LA County Aims New Focus on Women Inmates. Harriett Buhai Center’s Report Influential in their Decisions

On February 12, 2019, the Los Angeles County Board of Supervisors adopted several recommendations proposed by the Harriett Buhai Center for Family Law in its recent report, Lynwood to Lancaster: Opportunities and Challenges for the Los Angeles County Women’s Jail Relocation. It voted to completely stop the move to Mira Loma Detention Center in Lancaster and to review alternative options for a new jail location. Additionally, the Board passed two motions that quoted heavily from the Center’s report and from a draft motion the Center submitted to the Board for a gender-responsive expert consultant and permanent director of gender-responsive services. One motion, titled “Building a Gender-Responsive Criminal Justice System,” adopted the Center’s recommendations to (1) restructure and strengthen the committee tasked with planning for the new jail (Gender-Responsive Advisory Committee), (2) hire an expert consultant to create a plan for system transformation, and (3) create a new permanent position to centralize leadership of gender-responsive efforts and implement the plan created by the expert (Director of Gender-Responsive Services). The second motion, titled “Developing Los Angeles County’s Plan for Justice-Impacted Women,” adopted the Center’s recommendation to start planning for gender-responsive system transformation by first investigating women’s unmet needs, since their pathways to crime are determined by their unmet needs.

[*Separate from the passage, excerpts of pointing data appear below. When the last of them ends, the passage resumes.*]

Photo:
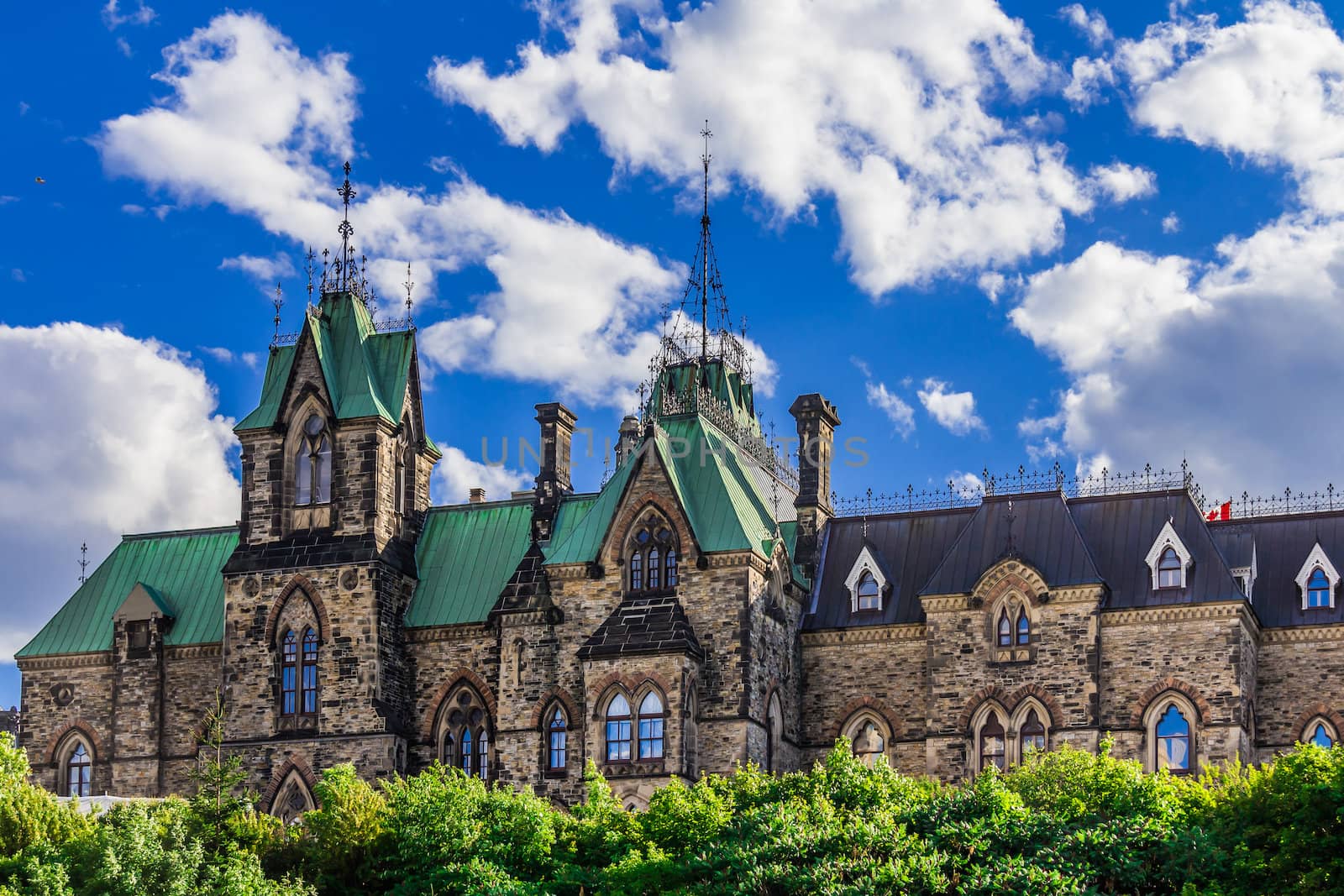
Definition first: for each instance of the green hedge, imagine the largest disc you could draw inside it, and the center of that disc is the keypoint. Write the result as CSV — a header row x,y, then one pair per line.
x,y
1062,822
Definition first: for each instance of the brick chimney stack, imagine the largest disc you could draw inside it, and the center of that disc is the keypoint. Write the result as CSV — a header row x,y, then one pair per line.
x,y
816,419
553,479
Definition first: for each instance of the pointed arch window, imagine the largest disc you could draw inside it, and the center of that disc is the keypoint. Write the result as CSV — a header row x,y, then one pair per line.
x,y
1173,741
652,558
994,743
557,743
313,464
651,727
618,730
78,779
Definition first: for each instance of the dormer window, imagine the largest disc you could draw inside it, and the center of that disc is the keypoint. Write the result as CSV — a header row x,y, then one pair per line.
x,y
313,464
1168,560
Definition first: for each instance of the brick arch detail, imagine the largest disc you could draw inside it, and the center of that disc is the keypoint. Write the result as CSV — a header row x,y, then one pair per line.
x,y
459,676
1319,710
864,705
299,584
561,696
77,726
306,773
1158,689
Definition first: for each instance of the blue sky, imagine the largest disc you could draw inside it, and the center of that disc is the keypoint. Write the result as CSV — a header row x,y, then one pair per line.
x,y
991,234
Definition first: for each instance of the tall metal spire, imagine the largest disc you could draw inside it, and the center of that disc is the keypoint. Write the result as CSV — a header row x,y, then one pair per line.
x,y
705,258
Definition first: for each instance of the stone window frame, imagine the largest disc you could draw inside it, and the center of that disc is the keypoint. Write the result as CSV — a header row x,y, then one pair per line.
x,y
1168,539
1153,714
1310,730
1317,559
866,564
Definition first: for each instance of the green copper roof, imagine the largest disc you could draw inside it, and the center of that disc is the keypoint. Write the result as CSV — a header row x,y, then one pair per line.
x,y
366,371
179,570
465,557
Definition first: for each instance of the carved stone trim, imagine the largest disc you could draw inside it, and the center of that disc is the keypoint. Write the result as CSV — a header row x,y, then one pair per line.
x,y
864,634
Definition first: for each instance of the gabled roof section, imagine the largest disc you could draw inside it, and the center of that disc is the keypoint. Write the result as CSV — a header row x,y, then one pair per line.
x,y
365,371
1043,535
181,569
1121,530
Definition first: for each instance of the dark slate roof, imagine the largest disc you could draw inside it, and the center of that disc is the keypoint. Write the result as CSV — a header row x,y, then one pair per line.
x,y
1120,531
1283,546
907,547
1043,535
644,625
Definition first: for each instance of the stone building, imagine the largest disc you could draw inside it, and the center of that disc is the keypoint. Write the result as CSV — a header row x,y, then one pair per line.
x,y
707,606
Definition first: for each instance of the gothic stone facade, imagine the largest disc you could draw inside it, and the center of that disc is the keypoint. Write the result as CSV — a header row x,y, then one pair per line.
x,y
346,620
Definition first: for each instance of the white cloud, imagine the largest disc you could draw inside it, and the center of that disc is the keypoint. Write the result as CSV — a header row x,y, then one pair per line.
x,y
898,411
242,127
113,18
885,109
457,474
1225,364
954,411
1121,181
1267,89
268,270
1092,24
118,432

The Board’s actions are victories for families in Los Angeles County. When the Center learned that Los Angeles County planned to relocate its women’s jail from downtown area to a remote area, it knew that families needed to have a strong voice in the process. The Center has been proud to be a voice and advocate. Maternal incarceration significantly disrupts family structures, however it’s known that visitation during incarceration promotes family reunification after release. The original site in Lancaster would have been extremely difficult for family members, especially children, to visit. The Center has been voicing its concerns and recommendations to the Board and the Sheriff’s Department for the past seven months. The recent vote is a sign that LA’s elected officials agree that moving the women’s jail far away would harm families and the community. The Center will continue to be involved in planning for a gender-responsive jail system for women. Ricca Prasad, the Center’s Project Assistant, will Chair the Gender Responsive Advisory Committee’s Visitation Sub-Committee.